Division of Infectious Diseases, Naval Medical Research Center, 503 Robert Grant Ave., Silver Spring, MD 20889, USA.
J Clin Microbiol. 2011 Jan;49(1):159-66. doi: 10.1128/JCM.00766-10. Epub 2010 Nov 17.
The epidemiology of Acinetobacter baumannii emerging in combat casualties is poorly understood. We analyzed 65 (54 nonreplicate) Acinetobacter isolates from 48 patients (46 hospitalized and 2 outpatient trainees entering the military) from October 2004 to October 2005 for genotypic similarities, time-space relatedness, and antibiotic susceptibility. Clinical and surveillance cultures were compared by amplified fragment length polymorphism (AFLP) genomic fingerprinting to each other and to strains of a reference database. Antibiotic susceptibility was determined, and multiplex PCR was performed for OXA-23-like, -24-like, -51-like, and -58-like carbapenemases. Records were reviewed for overlapping hospital stays of the most frequent genotypes, and risk ratios were calculated for any association of genotype with severity of Acute Physiology and Chronic Health Evaluation II (APACHE II) score or injury severity score (ISS) and previous antibiotic use. Nineteen genotypes were identified; two predominated, one consistent with an emerging novel international clone and the other unique to our database. Both predominant genotypes were carbapenem resistant, were present at another hospital before patients' admission to our facility, and were associated with higher APACHE II scores, higher ISSs, and previous carbapenem antibiotics in comparison with other genotypes. One predominated in wound and respiratory isolates, and the other predominated in wound and skin surveillance samples. Several other genotypes were identified as European clones I to III. Acinetobacter genotypes from recruits upon entry to the military, unlike those in hospitalized patients, did not include carbapenem-resistant genotypes. Acinetobacter species isolated from battlefield casualties are diverse, including genotypes belonging to European clones I to III. Two carbapenem-resistant genotypes were epidemic, one of which appeared to belong to a novel international clone.

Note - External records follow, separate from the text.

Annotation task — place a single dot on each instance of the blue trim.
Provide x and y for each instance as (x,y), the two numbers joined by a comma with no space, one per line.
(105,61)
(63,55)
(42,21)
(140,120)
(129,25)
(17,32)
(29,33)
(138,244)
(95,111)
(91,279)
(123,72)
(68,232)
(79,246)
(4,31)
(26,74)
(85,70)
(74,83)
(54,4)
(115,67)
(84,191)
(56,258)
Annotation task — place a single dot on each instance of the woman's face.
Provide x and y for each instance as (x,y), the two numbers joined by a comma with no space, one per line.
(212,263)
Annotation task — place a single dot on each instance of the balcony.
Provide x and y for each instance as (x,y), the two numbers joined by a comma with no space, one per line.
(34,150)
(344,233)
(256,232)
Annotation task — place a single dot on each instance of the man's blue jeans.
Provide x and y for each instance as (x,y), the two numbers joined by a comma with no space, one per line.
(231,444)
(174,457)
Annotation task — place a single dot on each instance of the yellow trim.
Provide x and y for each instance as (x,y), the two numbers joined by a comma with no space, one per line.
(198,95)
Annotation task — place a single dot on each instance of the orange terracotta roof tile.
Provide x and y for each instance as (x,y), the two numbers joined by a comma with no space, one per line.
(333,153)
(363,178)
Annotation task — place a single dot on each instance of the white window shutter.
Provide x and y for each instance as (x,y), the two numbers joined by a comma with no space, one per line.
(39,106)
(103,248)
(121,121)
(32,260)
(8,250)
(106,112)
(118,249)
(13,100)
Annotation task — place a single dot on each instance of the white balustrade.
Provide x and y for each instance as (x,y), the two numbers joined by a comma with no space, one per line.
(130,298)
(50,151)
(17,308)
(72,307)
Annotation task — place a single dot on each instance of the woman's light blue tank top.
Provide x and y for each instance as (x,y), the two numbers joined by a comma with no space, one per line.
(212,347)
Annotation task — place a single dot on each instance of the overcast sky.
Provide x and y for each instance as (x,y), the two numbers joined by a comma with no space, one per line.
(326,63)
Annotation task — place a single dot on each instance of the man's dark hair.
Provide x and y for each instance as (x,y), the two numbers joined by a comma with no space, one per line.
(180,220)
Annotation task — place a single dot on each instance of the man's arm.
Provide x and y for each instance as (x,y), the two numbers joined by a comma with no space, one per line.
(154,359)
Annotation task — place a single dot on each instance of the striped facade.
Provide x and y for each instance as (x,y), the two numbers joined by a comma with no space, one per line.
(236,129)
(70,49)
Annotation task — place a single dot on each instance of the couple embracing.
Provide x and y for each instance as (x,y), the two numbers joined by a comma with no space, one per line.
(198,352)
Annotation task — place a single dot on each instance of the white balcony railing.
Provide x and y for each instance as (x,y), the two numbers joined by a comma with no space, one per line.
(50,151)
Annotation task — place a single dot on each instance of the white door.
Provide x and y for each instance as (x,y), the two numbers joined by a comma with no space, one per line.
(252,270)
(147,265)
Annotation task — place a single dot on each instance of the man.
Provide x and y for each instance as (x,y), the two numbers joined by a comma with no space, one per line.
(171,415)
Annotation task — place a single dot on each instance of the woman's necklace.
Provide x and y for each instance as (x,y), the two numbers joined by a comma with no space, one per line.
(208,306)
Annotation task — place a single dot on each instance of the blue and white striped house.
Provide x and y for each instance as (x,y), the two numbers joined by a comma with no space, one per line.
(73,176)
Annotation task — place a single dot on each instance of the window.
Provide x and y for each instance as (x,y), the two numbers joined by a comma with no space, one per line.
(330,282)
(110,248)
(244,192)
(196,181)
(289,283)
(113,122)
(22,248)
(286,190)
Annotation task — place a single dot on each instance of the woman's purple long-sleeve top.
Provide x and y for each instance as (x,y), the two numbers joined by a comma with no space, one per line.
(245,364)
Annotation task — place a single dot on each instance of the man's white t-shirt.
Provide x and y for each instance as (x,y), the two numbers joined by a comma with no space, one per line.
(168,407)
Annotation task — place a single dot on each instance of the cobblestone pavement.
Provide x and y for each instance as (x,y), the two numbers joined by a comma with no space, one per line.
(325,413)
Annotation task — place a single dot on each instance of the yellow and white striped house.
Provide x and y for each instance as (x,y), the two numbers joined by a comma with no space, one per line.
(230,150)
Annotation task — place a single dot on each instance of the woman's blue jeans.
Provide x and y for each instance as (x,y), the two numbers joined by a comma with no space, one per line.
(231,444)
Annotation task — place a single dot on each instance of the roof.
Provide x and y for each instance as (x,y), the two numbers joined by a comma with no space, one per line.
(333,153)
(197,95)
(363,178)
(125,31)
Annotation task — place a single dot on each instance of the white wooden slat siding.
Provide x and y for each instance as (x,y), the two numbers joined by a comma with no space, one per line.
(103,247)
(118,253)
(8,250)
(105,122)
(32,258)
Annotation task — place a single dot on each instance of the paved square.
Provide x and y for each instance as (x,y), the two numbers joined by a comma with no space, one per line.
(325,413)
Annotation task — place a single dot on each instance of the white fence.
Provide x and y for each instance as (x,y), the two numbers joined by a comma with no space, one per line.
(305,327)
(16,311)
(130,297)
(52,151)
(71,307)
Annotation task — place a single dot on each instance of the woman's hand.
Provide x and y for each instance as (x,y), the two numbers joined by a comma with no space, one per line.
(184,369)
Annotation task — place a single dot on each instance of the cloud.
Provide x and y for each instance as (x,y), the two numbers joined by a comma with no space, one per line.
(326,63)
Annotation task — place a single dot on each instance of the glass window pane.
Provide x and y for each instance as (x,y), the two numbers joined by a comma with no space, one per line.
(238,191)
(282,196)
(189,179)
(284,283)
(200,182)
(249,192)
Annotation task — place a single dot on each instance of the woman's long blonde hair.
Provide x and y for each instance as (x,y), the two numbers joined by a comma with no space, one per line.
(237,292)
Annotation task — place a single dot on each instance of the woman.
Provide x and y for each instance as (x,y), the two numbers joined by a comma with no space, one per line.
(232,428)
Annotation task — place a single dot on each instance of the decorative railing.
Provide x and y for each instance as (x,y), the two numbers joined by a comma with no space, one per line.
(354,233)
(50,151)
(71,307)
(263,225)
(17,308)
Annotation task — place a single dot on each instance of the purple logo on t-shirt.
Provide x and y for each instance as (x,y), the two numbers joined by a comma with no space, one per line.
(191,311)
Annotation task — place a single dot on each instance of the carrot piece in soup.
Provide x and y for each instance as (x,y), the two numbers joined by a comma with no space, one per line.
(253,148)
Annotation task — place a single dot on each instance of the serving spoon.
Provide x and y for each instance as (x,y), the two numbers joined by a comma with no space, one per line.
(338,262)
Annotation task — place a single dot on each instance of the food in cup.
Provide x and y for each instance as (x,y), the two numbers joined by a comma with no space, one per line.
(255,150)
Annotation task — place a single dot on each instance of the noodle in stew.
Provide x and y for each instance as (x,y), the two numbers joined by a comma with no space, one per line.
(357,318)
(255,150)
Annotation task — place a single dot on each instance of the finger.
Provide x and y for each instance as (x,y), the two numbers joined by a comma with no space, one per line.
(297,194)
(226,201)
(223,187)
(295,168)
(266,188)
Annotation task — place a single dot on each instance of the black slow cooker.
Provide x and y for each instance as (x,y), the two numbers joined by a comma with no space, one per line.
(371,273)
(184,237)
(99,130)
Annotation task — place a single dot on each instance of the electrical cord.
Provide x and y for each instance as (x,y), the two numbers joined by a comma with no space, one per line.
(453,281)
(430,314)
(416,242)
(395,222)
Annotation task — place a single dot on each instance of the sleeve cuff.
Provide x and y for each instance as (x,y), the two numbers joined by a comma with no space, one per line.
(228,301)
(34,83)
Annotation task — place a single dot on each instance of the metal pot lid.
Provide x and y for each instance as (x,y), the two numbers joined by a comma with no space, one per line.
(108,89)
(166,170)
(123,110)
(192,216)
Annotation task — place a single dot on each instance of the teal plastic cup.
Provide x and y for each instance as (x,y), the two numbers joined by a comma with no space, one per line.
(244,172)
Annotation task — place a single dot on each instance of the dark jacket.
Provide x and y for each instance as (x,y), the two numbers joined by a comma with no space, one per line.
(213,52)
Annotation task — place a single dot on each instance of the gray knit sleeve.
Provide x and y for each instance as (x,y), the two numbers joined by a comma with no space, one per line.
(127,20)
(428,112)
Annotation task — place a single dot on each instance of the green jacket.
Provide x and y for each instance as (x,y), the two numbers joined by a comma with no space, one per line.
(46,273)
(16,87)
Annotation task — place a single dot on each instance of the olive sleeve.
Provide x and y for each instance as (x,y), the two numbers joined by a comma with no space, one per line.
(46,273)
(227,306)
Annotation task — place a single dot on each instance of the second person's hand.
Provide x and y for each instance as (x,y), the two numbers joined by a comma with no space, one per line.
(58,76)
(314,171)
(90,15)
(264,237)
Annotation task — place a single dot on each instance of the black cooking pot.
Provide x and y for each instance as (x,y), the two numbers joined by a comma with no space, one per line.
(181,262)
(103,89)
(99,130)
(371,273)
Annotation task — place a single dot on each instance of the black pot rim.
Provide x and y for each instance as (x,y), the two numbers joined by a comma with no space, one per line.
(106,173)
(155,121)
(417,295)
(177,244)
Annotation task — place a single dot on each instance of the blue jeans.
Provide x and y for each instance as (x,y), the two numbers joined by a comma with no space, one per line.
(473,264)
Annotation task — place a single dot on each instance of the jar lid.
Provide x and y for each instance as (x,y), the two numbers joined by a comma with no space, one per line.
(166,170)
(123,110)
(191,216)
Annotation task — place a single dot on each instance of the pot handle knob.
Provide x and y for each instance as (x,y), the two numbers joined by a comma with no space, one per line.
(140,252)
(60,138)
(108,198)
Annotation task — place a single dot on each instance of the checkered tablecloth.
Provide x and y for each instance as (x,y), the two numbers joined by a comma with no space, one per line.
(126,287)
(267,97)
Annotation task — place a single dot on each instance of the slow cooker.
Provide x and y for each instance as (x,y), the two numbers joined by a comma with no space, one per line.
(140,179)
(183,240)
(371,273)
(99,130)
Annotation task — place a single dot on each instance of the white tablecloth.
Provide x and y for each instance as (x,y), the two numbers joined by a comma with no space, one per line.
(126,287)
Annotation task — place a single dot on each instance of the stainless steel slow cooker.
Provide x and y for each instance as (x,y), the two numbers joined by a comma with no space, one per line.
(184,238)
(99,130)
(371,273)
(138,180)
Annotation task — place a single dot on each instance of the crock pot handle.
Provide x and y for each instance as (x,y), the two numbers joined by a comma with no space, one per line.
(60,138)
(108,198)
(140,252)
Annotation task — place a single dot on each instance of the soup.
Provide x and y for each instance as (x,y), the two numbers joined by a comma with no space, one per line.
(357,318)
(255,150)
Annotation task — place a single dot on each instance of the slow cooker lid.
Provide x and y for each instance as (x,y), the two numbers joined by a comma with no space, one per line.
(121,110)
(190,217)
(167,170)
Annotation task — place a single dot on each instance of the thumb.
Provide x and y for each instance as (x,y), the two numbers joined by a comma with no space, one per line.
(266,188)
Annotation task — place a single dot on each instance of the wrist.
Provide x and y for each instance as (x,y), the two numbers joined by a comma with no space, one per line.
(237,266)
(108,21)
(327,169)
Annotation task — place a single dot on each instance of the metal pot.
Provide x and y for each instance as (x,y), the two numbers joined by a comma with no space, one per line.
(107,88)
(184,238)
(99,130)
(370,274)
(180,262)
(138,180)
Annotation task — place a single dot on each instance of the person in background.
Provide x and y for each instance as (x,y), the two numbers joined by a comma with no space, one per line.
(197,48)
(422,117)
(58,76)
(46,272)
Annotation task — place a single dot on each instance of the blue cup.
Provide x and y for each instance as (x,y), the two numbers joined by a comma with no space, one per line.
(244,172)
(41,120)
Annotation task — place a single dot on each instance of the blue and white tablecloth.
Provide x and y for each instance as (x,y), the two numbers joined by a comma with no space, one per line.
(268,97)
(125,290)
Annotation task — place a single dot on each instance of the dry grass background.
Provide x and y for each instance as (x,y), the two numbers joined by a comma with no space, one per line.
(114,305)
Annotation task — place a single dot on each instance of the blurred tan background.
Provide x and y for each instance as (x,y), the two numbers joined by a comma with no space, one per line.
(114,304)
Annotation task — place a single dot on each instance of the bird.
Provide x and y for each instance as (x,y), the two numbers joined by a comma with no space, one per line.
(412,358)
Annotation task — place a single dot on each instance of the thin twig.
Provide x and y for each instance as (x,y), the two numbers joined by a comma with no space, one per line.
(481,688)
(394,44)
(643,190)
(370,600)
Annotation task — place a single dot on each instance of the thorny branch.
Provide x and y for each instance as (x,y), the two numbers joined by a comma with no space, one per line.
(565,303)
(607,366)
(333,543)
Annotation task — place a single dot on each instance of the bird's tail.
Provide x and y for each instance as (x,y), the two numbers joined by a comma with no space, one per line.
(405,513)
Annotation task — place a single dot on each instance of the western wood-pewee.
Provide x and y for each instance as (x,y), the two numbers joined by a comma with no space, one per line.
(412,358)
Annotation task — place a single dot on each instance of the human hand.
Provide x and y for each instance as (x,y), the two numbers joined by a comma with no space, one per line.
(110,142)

战场上伤员分离出的鲍曼不动杆菌的流行病学情况还不太清楚。我们分析了 2004 年 10 月至 2005 年 10 月期间 48 名患者(46 名住院患者和 2 名接受军事训练的门诊患者)的 65 株(54 株非重复)鲍曼不动杆菌,以了解基因型的相似性、时间和空间的关联性以及抗生素的敏感性。临床和监测培养物通过扩增片段长度多态性(AFLP)基因组指纹图谱与彼此以及参考数据库中的菌株进行比较。药敏试验采用 OXA-23 样、-24 样、-51 样和 -58 样碳青霉烯酶的多重 PCR 进行。分析了最常见基因型患者重叠住院记录,并计算了基因型与急性生理学和慢性健康评估 II(APACHE II)评分或损伤严重程度评分(ISS)严重程度以及先前抗生素使用的任何关联的风险比。鉴定了 19 种基因型,两种占优势,一种与新兴的国际克隆一致,另一种仅存在于我们的数据库中。两种主要基因型均对碳青霉烯类药物耐药,在患者入院前存在于另一家医院,与其他基因型相比,APACHE II 评分更高、ISS 更高以及先前使用过碳青霉烯类抗生素。一种主要存在于伤口和呼吸道分离株中,另一种主要存在于伤口和皮肤监测样本中。还有几种其他基因型被鉴定为欧洲克隆 I 至 III。新兵入伍时分离出的不动杆菌基因型与住院患者的基因型不同,不包括碳青霉烯类耐药基因型。从战场上伤员分离出的不动杆菌种类繁多,包括属于欧洲克隆 I 至 III 的基因型。两种碳青霉烯类耐药基因型为流行型,其中一种似乎属于一种新型国际克隆。